Обсуждение: Possible bug (or at least unexpected behavior)

Поиск
Список
Период
Сортировка

Possible bug (or at least unexpected behavior)

От
Adam Mackler
Дата:
Hi, forgive me if I should be posting this somewhere else.  I asked the following question on stackoverflow, and the
firstresponse suggests a possible bug: 


https://stackoverflow.com/questions/73261240/recursive-sql-function-returning-array-has-extra-elements-when-self-invocation-u#73261240

Briefly, given the following function:

    CREATE FUNCTION runs(input int[], output int[] DEFAULT '{}')
    RETURNS int[] AS $$
      SELECT
        CASE WHEN cardinality(input) = 0 THEN output
        ELSE runs(input[2:],
                  array_append(output, CASE
                    WHEN input[1] = 0 THEN 0
                    ELSE output[cardinality(output)] + input[1]
                  END)
                 )
        END
    $$ LANGUAGE SQL;

I expect the following invocation to return an array with the same number of elements as the passed-in argument array:

    # select runs('{0,1,1,1,1,0,-1,-1,-1,0}');
                      runs
    ----------------------------------------
     {0,1,2,3,4,5,6,0,0,0,-1,-2,-3,-4,-5,0}
    (1 row)

which it does not with PostgreSQL version 14.4.  If it not a bug, then I would be extremely interested in why it's
returningan array with more elements than the input array has. 

Thanks in advance,
--
Adam Mackler




Re: Possible bug (or at least unexpected behavior)

От
Tom Lane
Дата:
Adam Mackler <adam@mackler.email> writes:
> Briefly, given the following function:

>     CREATE FUNCTION runs(input int[], output int[] DEFAULT '{}')
>     RETURNS int[] AS $$
>       SELECT
>         CASE WHEN cardinality(input) = 0 THEN output
>         ELSE runs(input[2:],
>                   array_append(output, CASE
>                     WHEN input[1] = 0 THEN 0
>                     ELSE output[cardinality(output)] + input[1]
>                   END)
>                  )
>         END
>     $$ LANGUAGE SQL;

> I expect the following invocation to return an array with the same number of elements as the passed-in argument
array:

>     # select runs('{0,1,1,1,1,0,-1,-1,-1,0}');
>                       runs
>     ----------------------------------------
>      {0,1,2,3,4,5,6,0,0,0,-1,-2,-3,-4,-5,0}
>     (1 row)

Yeah, there's a bug in here somewhere.  If you transpose the logic
into plpgsql, it behaves fine:

    CREATE FUNCTION runs_p(input int[], output int[] DEFAULT '{}')
    RETURNS int[] AS $$
    begin
      return
        CASE WHEN cardinality(input) = 0 THEN output
        ELSE runs_p(input[2:],
                  array_append(output, CASE
                    WHEN input[1] = 0 THEN 0
                    ELSE output[cardinality(output)] + input[1]
                  END)
                 )
        END;
    end
    $$ LANGUAGE plpgsql;

so that might do as a workaround.  It looks like memory management
in SQL functions is not coping well with expanded arrays, but I'm
not quite sure where it's going off the rails.

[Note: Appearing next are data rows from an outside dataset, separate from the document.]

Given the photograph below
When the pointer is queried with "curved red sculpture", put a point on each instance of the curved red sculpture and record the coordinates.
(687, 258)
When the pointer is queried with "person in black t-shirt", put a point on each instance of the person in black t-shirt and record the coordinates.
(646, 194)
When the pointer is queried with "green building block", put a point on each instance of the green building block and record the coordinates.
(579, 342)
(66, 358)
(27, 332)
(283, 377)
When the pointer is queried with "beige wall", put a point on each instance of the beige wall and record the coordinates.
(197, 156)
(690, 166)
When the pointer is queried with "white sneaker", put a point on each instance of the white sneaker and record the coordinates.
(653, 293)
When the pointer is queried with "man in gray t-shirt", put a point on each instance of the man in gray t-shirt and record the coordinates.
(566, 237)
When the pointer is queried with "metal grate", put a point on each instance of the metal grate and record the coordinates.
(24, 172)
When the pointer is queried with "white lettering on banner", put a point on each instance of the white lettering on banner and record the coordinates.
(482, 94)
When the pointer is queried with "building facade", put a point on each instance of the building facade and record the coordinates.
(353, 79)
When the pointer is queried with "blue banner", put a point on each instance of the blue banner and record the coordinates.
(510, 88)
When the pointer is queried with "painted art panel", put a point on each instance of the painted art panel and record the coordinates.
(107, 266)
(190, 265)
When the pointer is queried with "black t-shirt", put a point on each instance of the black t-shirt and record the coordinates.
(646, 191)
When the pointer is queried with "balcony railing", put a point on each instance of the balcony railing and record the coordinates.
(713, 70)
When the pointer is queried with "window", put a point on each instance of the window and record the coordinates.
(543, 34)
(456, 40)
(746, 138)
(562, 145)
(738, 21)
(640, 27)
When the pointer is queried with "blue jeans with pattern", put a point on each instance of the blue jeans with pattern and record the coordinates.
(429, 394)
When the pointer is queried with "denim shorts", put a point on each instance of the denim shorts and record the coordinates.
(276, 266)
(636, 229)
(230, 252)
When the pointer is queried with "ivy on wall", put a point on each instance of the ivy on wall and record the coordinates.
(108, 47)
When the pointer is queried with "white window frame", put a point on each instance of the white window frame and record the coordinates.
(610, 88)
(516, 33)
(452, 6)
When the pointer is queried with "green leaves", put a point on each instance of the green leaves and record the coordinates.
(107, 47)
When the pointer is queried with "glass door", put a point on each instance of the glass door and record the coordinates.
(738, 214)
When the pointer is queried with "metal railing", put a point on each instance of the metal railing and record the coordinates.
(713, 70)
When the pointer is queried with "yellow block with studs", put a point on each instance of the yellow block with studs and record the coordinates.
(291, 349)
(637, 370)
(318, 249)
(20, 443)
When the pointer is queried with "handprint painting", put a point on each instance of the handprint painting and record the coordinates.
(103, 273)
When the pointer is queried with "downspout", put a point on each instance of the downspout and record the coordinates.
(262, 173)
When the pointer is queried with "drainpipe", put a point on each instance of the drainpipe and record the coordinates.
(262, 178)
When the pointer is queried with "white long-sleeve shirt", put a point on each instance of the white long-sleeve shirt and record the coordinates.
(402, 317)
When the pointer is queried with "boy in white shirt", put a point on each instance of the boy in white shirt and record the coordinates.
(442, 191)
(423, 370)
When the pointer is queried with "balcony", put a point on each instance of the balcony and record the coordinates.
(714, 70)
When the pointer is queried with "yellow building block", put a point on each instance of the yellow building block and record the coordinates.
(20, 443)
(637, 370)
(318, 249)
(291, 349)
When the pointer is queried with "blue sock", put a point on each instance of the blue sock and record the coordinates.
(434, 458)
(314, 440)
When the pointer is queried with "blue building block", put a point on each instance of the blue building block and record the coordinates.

            regards, tom lane



Re: Possible bug (or at least unexpected behavior)

От
Tom Lane
Дата:
I wrote:
> ... It looks like memory management
> in SQL functions is not coping well with expanded arrays, but I'm
> not quite sure where it's going off the rails.

It doesn't seem to be a memory management problem, but rather that
SQL functions are being careless with arguments that are read/write
expanded Datums.  A function that is passed such an argument is
allowed to modify it in-place, and array_append does so to reduce
the expense of repeatedly appending to an array value.  If you
have two array_append's referencing the same parameter in a SQL
function, and that parameter is passed in as a R/W datum, you
get the wrong answer: the second array_append will see the effects
of the first one.  Also, if the SQL function does array_append
first and array_cardinality second, array_cardinality reports the
wrong result.

Now, it doesn't look like your example function does either of those
things, but it turns out that it does after function inlining.  The
planner effectively flattens out one level of the recursion, creating
a plan in which we do have these hazards.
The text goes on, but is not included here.